Evernote’s servers process a lot of data for our users. At any given time, a shard may be performing different activities for different clients. For example:
- Constructing dynamic web pages for user accounts
- Performing API calls on notebooks, tags, etc.
- Uploading or downloading images
- Uploading or downloading other files (audio, PDF, etc.)
- Clipping web pages from remote sites
- Managing image/PDF text recognition
- Indexing notes (including search data and PDF contents) into Lucene indices
- Performing searches against Lucene
- Rendering “thumbnail” images for notes, images, PDFs
- Handling new or recurring payment processing for PayPal, Google Checkout, CyberSource, iTunes
This heterogeneous mix of tasks and data means that our application can be particularly sensitive to concurrency bottlenecks in both our code and third-party libraries. While Evernote activity isn’t particularly “bursty” compared to some web services, the daily variation across our 95 shards means that even infrequent chokepoints will hit some shards from time to time.

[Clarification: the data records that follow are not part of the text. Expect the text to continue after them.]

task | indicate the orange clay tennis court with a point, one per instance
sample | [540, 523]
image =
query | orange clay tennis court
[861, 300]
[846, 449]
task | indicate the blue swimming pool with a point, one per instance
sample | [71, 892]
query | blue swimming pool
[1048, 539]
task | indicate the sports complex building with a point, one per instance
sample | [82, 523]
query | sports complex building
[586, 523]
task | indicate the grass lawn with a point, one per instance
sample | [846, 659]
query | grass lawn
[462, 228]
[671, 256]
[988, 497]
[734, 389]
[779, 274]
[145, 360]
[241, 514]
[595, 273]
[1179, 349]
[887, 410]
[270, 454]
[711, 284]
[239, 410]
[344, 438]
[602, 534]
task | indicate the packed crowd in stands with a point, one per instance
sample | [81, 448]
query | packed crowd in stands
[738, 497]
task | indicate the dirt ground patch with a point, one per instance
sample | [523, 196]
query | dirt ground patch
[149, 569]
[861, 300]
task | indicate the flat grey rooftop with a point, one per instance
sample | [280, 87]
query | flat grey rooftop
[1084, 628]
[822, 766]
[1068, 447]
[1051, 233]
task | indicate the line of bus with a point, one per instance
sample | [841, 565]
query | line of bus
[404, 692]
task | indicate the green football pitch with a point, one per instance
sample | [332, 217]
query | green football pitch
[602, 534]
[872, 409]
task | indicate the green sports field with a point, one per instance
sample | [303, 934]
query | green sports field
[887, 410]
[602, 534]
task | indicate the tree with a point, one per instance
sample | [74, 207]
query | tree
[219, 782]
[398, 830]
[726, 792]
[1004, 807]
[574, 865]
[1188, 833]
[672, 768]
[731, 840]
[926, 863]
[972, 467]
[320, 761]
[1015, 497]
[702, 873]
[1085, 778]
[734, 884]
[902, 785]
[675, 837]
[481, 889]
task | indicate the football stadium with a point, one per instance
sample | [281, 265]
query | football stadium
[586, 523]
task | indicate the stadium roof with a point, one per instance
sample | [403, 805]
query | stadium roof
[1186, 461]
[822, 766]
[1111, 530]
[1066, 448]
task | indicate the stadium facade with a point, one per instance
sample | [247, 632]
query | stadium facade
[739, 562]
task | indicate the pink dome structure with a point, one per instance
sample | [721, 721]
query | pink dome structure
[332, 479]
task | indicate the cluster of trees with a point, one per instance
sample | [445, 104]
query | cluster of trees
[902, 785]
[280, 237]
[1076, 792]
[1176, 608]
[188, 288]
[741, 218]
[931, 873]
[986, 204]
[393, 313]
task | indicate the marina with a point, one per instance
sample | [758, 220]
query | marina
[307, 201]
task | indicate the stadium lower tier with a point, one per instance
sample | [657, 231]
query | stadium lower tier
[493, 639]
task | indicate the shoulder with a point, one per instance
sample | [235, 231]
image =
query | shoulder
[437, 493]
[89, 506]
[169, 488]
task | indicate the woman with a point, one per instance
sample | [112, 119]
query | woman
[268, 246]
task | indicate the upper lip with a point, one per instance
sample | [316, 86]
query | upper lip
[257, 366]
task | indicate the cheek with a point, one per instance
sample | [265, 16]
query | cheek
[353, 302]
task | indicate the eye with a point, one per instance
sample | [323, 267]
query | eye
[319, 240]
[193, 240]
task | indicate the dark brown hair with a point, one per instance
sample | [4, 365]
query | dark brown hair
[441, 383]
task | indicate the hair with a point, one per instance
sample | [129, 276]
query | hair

When our monitoring systems detect that a particular shard is underperforming, we try to capture as much information as possible about the current state of the server without introducing more problems. One low-tech tool is “sudo killall -3 java”, which dumps the current stack trace for every Java thread to standard output. We can then inspect the state of each thread for signs of problems. Here’s a fun example of the sort of bottleneck we find by inspecting enough stack dumps:
On regular occasions, we’d find a number of threads in a choking server all waiting to convert a byte to a String using a named encoding or vice versa. We’d find blocked threads originating in code from Tomcat, MySQL Connector/J, GWT, SAX, Thrift, and the JRE itself. The threads would all look something like this:
java.lang.Thread.State: BLOCKED (on object monitor) at sun.nio.cs.FastCharsetProvider.charsetForName(Unknown Source) - waiting to lock <0x00007f4c3d48acb0> (a sun.nio.cs.StandardCharsets) at java.nio.charset.Charset.lookup2(Unknown Source) at java.nio.charset.Charset.lookup(Unknown Source) at java.nio.charset.Charset.isSupported(Unknown Source) at java.lang.StringCoding.lookupCharset(Unknown Source) at java.lang.StringCoding.encode(Unknown Source) at java.lang.String.getBytes(Unknown Source) at com.mysql.jdbc.StringUtils.getBytes(StringUtils.java:499) ...
After reading the JRE code, we found that the concurrency bottleneck is caused by a simple synchronization block in the [ironically-named?] FastCharsetProvider.charsetForName method that looks up a cached Charset for a String name (like “UTF-8”). The use of Java’s ‘synchronized’ call to protect this in-memory cache prevents two threads from breaking the cache data structures, but means only one thread can look in the cache at a time.
There’s at least one Java RFE filed to improve this bottleneck. As suggested by Paul Linder, the modern ConcurrentHashMap collection provides a better alternative to fully synchronized classic Maps for caching.
But we don’t really have the luxury to wait for a full JRE fix, so we have to reduce the impact of this bottleneck ourselves via things like:
- Patch Tomcat
- Patch the GWT parser
- Suggest fixes for MySQL Connector/J
- Replace all relevant byte<->String transformations across our own codebase. (Including such unpleasantness as removing all use of JRE classes URLEncoder/URLDecoder with their own unpatchable String encodings.)
Short version: Large-scale concurrency is kind of hard. Java’s ConcurrentHashMap is super awesome for in-memory caching.